There were a lot of things I never understood about beauty. I walked through art museums and the beautiful things were the paintings that looked like photographs. The beautiful people were the ones with picture-perfect smiles and pretty features and ideal proportions.
One day I think I started growing up. I started seeing the beauty in things that were a little bit broken and a little bit askew. I saw beauty in things despite their flaws. And this means that I finally started to find something beautiful in myself that made me so much happier to be who I was and now, who I am. There were still a lot of blanks in my definition of beauty, but I had no way of filling them on my own.
You are beautiful and you taught me a lot about beautiful things.
You made me realize how beautiful love feels--I was used to seeing what beautiful love looked like in films and photographs, but there's something beyond that and I didn't understand it until you held my hand and showed me exactly what it was. It still makes me wonder how I can be so lucky that someone so beautiful is in my life, showing me how beautiful life can be and how beautiful I can be.
I never thought of myself as anything but ordinary. Very, very ordinary. Almost painfully so. But you noticed me despite my mediocrity. You smiled at me and your smile is so beautiful--the flawless kind of beautiful that makes my heart race every time--and you could smile at anyone else and make them feel the same way but for some reason you chose someone as simple and ordinary and flawed as me.
But when I'm with you it doesn't matter anymore. It doesn't matter that I'm the type of person who cries even during Disney movies and it doesn't matter that I haven't got a firm enough grip on reality to keep me there all the time. It doesn't matter that I don't look like a supermodel and that I'm not the smartest cookie in the jar. It doesn't matter that I'm weak-willed when it comes to making other peoples' lives easier or that I constantly bite off more than I can chew. You don't care that I'm pretty much the textbook definition of emotional turbulence and you stand by me even on my worst days, when I'm a disaster all over the place and I don't even want to look at myself. And none of that matters to me, either, because if you love me despite all that, I figure I can love me, too.

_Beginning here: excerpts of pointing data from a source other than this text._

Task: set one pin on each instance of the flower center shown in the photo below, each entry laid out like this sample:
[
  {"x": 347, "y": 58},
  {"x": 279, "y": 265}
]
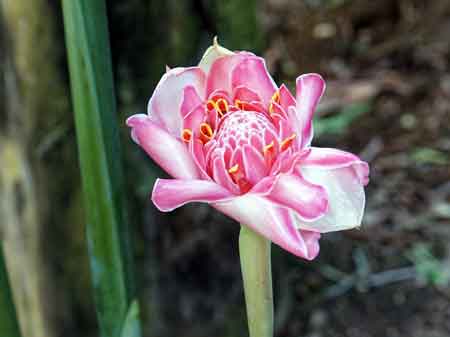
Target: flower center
[
  {"x": 245, "y": 147},
  {"x": 245, "y": 127}
]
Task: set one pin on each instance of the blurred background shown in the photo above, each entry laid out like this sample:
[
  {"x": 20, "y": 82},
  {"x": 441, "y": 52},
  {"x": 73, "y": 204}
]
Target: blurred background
[{"x": 387, "y": 66}]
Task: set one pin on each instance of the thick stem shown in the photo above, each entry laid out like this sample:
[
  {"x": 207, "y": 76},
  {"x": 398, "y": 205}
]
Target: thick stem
[
  {"x": 256, "y": 269},
  {"x": 8, "y": 320}
]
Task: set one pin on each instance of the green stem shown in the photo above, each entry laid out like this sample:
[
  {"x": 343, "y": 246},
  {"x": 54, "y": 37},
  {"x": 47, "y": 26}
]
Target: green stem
[
  {"x": 256, "y": 269},
  {"x": 8, "y": 321},
  {"x": 87, "y": 42}
]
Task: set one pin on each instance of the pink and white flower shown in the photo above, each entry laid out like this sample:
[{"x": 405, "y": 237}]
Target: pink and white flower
[{"x": 230, "y": 137}]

And I love everything about you and everything you are. I love that you're terrible with goodbyes because I'm terrible with goodbyes, too, and it's easier for me to wipe away your tears and kiss all that sadness away because it means I don't have to think about how sad I am to see you go. I love that you can be incorrigibly stubborn sometimes because it makes up for every time I cave in and do something I really don't want to, especially when it's letting go of you first. I love that you understand exactly what I'm trying to say even though I make no sense, and I love that you are the best listener in the world. I love the way your eyes get squinty when you smile because you have the most beautiful smile ever. I love that you write for me even though you didn't think you could write, and I love that you hold my hand even when we're just walking along. You are totally and completely beautiful and you always will be, to me. <3
I love that my heart aches when you're not with me and I love that I'm happiest when you are.
Because that is my definition of beauty in its entirety.